The Difference Between “Significant” and “Not Significant” is not Itself Statistically Significant

This short paper caught my eye recently when scouring the internet for something interesting to (attempt to) explain clearly in my first blog post. When I initially read the title, I was a bit shocked as thoughts rushed through my mind such as “All of those modules where I learned about p-values and statistical significance never mentioned this fairly crucial fact!”. After a few breaths, I began to read it and of course, realised the paper is not discounting this widely-used method of determining the validity of a variable in a model but it is simply making known a common error often made when using this method for comparisons.

Introduction

This common statistical error comes about when comparisons are summarised by declarations of statistical significance and results are sharply distinguished between “significant” and “not significant”. The reason this is important is that changes in statistical significance are not themselves statistically significant. The significance level of a quantity can be changed largely by a small (non-significant) change in some statistical quantity such as a mean or regression coefficient.

Quick Example

As a simple example, say, we have run two independent studies in different areas to determine the number of days/nights people had spent inside in the last month when compared to the same month in 2019, i.e looking at the effect of lockdown/Covid-19 on the amount of days/nights a person spends inside. Now, say, we obtained effect estimates of 27 in study 1 and 12 in study 2 with respective standard errors of 12.5 and 12 . The first study would be statistically significant while the second would not. A naive conclusion to make here but one that might be tempting is to declare that there is a large difference between the two studies. Unfortunately, this difference is certainly not statistically significant with an estimated difference of 15 and standard error of \sqrt{12.5^2 + 12^2} = 17.3 .

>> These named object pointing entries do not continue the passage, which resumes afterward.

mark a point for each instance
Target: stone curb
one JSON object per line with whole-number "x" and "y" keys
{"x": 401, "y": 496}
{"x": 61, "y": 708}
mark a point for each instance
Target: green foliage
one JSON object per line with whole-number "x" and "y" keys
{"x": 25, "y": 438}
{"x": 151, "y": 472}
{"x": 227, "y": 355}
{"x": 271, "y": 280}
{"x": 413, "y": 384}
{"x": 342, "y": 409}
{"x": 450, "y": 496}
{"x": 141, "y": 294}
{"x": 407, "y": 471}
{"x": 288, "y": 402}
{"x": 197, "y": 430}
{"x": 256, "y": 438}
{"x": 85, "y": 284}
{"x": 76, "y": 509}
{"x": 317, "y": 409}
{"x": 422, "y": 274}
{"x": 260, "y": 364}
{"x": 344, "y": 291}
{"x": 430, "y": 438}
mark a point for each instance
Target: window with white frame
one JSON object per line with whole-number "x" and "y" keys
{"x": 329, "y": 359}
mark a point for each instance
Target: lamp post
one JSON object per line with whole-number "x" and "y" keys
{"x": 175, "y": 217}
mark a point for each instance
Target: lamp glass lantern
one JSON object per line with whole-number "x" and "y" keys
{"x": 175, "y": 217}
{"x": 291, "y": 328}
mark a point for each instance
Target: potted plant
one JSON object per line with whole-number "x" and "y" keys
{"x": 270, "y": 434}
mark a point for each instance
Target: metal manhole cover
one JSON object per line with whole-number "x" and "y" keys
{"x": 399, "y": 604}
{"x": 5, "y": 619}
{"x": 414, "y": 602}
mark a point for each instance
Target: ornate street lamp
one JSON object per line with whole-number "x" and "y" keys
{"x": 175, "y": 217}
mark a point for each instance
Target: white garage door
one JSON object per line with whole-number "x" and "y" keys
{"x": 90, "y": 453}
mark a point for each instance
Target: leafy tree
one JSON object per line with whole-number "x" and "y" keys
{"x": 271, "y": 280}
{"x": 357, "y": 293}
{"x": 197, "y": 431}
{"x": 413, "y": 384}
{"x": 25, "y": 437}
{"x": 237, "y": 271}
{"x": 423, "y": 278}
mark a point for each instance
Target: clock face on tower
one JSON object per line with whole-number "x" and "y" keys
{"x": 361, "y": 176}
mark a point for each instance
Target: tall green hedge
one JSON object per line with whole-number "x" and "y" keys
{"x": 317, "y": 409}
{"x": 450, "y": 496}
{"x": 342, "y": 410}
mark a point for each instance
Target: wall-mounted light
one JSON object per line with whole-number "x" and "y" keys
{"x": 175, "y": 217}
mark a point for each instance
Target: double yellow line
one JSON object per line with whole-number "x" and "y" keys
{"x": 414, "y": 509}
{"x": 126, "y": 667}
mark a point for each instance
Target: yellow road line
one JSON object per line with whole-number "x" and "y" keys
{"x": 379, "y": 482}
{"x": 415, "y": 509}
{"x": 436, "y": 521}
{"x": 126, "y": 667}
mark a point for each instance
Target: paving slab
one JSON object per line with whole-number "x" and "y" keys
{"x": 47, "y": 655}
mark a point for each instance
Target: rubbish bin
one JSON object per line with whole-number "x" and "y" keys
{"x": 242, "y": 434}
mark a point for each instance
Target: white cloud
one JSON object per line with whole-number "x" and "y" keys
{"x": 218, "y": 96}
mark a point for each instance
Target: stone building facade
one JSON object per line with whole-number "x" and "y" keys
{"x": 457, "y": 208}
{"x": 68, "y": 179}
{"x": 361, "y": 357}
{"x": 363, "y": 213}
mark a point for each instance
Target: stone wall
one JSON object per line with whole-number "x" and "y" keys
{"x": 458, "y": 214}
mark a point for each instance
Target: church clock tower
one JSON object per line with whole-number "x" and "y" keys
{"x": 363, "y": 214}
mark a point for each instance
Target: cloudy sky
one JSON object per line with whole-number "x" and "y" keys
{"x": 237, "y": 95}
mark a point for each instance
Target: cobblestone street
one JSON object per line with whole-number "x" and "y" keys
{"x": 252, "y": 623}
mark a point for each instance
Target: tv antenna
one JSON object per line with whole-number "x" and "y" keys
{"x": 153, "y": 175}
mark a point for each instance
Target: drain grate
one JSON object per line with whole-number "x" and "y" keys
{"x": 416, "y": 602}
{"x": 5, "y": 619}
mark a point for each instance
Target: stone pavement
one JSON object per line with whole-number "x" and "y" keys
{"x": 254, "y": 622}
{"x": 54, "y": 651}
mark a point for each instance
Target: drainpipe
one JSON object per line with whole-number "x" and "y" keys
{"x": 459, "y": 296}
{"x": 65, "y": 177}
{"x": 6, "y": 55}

In the paper, they also explain how it can be problematic to compare estimates with different levels of information. Say, there was another independent study conducted with a far larger sample size and the effect estimate obtained was 2.7 with a standard error of 1.2 . This study could now obtain the same significance level as in study 1 but the difference between the two is significant! If we focussed just on significance, we might say study 1 and 3 replicate each other but looking at the effect estimated, clearly this is not true.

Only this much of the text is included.